Archiwalne wydanie tygodniowe: 23.01-29.01.2012 r.

• Po prawie dwuletniej przerwie, pasażerowie mogą korzystać z dworca głównego w Przemyślu. Jego remont kosztował 25 mln złotych. To najpiękniejszy tego typu obiekt w regionie. Od wczoraj, od południa główny dworzec kolejowy w Przemyślu już działa. Pomimo tego pasażerowie nadal kłębili się przed tymczasową kasą biletową, umieszczoną w kontenerze, przed budynkiem.
- Wszystko takie nowe, piękne, strach wchodzić – komentowali pasażerowie. Przemyślanie zwiedzający stacyjne budynki najbardziej martwili się o to, jak długo pomieszczenia dworcowe będą w tak idealnym stanie. Odrestaurowane budynki wyglądają okazale. Podróżnych wita główna sala, bardziej przypominająca pomieszczenie pałacu niż hall dworcowy. Pieczołowicie odnowione wnętrza, z zachowanymi obrazami mistrzów malarstwa Strońskiego, Wygrzywalskiego i Talagi.
- Głównym celem było wiernie przywrócenie wyglądu budynku z czasów jego największej świetności i wprowadzenie rozwiązań, które uczynią go bardziej funkcjonalnym dla pasażerów – twierdzi Barbara Leszczyńska z zespołu prasowego PKP. Poruszanie się po dworcu stało się łatwiejsze. W jaki sposób? Wystarczyło powrócić do pierwotnych rozwiązań sprzed ponad stu lat. Fachowcy mówią, że "przywrócono pierwotne ciągi komunikacyjnej”. Podróżni zyskali nowoczesną poczekalnię. Jest łatwo dostępna dla niepełnosprawnych. Imponująco wyglądają sanitariaty. Są w nich również kabiny prysznicowe i pomieszczenia dla matki z dzieckiem. Znajdują się na niższym poziomie, zjeżdża się do nich windą. Można nią transportować również wózek inwalidzki.

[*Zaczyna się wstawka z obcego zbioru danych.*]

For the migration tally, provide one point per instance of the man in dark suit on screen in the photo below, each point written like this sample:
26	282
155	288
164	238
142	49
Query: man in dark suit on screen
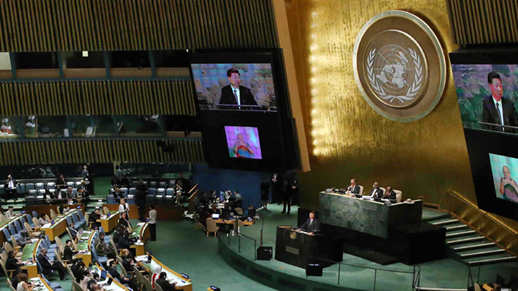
312	225
235	94
497	110
376	192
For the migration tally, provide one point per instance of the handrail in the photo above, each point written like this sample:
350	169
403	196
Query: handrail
457	195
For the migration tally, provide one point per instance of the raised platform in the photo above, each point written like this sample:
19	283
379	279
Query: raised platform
354	273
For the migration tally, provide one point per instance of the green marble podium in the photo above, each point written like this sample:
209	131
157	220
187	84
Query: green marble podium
367	216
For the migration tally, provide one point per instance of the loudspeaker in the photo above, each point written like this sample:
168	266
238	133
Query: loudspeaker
264	253
313	270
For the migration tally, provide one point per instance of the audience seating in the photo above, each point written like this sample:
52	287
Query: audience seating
212	227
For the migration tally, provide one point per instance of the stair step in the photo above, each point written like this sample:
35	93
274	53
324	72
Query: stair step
482	253
492	260
456	227
463	240
474	246
460	233
444	222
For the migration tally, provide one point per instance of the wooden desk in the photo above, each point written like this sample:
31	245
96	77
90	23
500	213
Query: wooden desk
109	223
366	216
141	231
5	224
83	248
39	284
59	227
29	259
233	221
115	285
172	276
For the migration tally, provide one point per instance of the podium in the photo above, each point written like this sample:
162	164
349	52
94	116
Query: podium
299	248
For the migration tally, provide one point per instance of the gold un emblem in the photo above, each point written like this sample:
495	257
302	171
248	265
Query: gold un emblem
399	66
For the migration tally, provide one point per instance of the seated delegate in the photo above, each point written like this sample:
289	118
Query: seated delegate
312	225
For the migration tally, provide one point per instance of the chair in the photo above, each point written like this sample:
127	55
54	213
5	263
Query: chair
41	194
36	222
29	186
399	195
75	285
3	260
31	231
2	218
239	211
158	288
53	213
20	188
212	227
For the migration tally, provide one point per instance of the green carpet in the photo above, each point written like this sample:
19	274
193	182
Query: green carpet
185	248
102	187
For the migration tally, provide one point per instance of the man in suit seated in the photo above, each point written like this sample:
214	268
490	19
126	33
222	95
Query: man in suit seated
162	281
496	109
390	194
94	216
102	248
68	251
48	266
376	192
353	187
312	225
235	94
112	269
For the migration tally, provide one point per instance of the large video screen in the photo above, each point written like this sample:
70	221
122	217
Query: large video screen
243	142
505	174
487	95
237	86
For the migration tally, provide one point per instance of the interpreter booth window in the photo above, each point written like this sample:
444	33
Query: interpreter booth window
84	64
130	64
80	126
5	66
9	127
172	64
52	126
36	65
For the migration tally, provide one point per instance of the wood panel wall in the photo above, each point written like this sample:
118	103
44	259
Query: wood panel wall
483	21
65	25
97	98
99	151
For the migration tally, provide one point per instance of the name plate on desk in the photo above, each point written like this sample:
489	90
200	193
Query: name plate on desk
292	250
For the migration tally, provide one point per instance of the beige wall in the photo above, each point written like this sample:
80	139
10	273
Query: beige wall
425	158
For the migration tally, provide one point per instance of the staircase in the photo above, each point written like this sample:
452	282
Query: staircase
469	246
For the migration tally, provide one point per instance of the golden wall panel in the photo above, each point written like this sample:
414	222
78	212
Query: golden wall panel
97	97
347	137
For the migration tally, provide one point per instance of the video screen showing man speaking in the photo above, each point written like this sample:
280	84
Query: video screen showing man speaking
487	96
234	86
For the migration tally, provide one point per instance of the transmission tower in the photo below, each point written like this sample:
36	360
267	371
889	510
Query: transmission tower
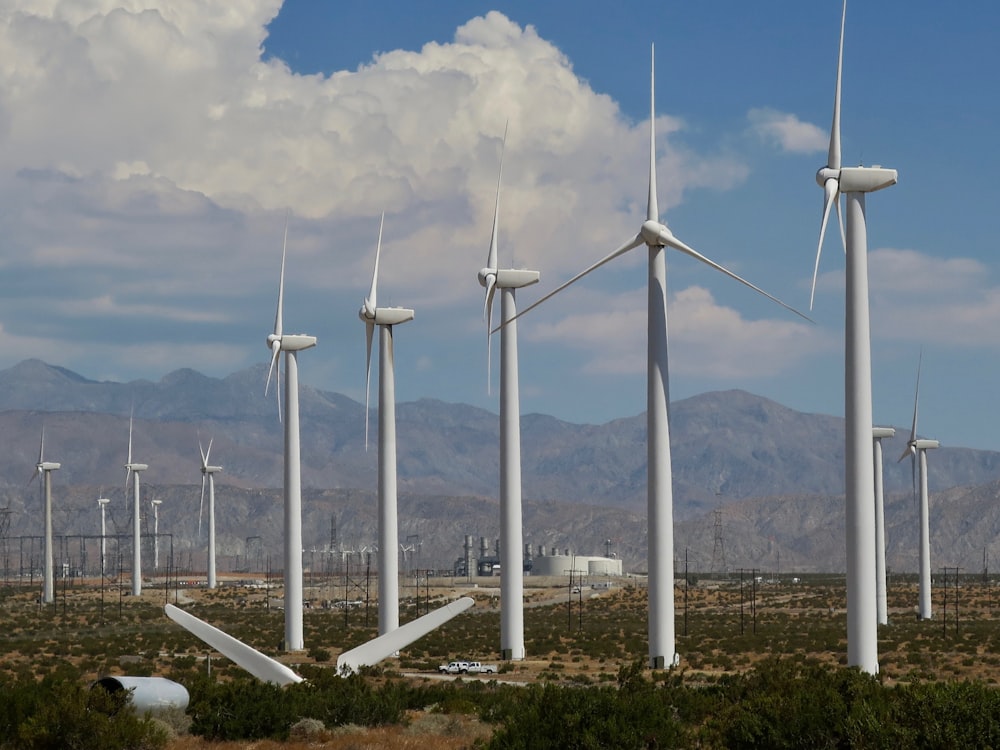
719	547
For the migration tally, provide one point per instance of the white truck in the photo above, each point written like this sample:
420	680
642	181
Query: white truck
468	667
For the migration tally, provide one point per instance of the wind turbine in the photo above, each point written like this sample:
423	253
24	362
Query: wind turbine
917	449
291	344
156	533
878	433
855	182
511	533
43	470
134	470
657	237
388	556
208	473
102	502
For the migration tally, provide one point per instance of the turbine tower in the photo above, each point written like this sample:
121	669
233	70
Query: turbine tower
917	449
855	183
291	344
657	237
43	470
102	502
133	470
878	433
156	534
388	555
511	532
208	473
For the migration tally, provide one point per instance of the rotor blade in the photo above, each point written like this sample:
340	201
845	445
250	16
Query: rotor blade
916	398
260	666
281	284
491	286
830	191
369	335
385	645
632	243
491	258
371	300
652	210
678	245
201	505
833	156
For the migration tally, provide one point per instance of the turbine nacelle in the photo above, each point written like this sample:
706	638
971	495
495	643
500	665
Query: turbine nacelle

- Dworzec kolejowy jest sercem każdego miasta. To miejsce pierwszego i ostatniego wrażenia o mieście dla podróżnych. Przemyski dworzec, gdzie prowadzi się również odprawę graniczną, jest elementem marketingu kraju – podkreśla Lucyna Roszyk, prezes spółki Dworzec Polski.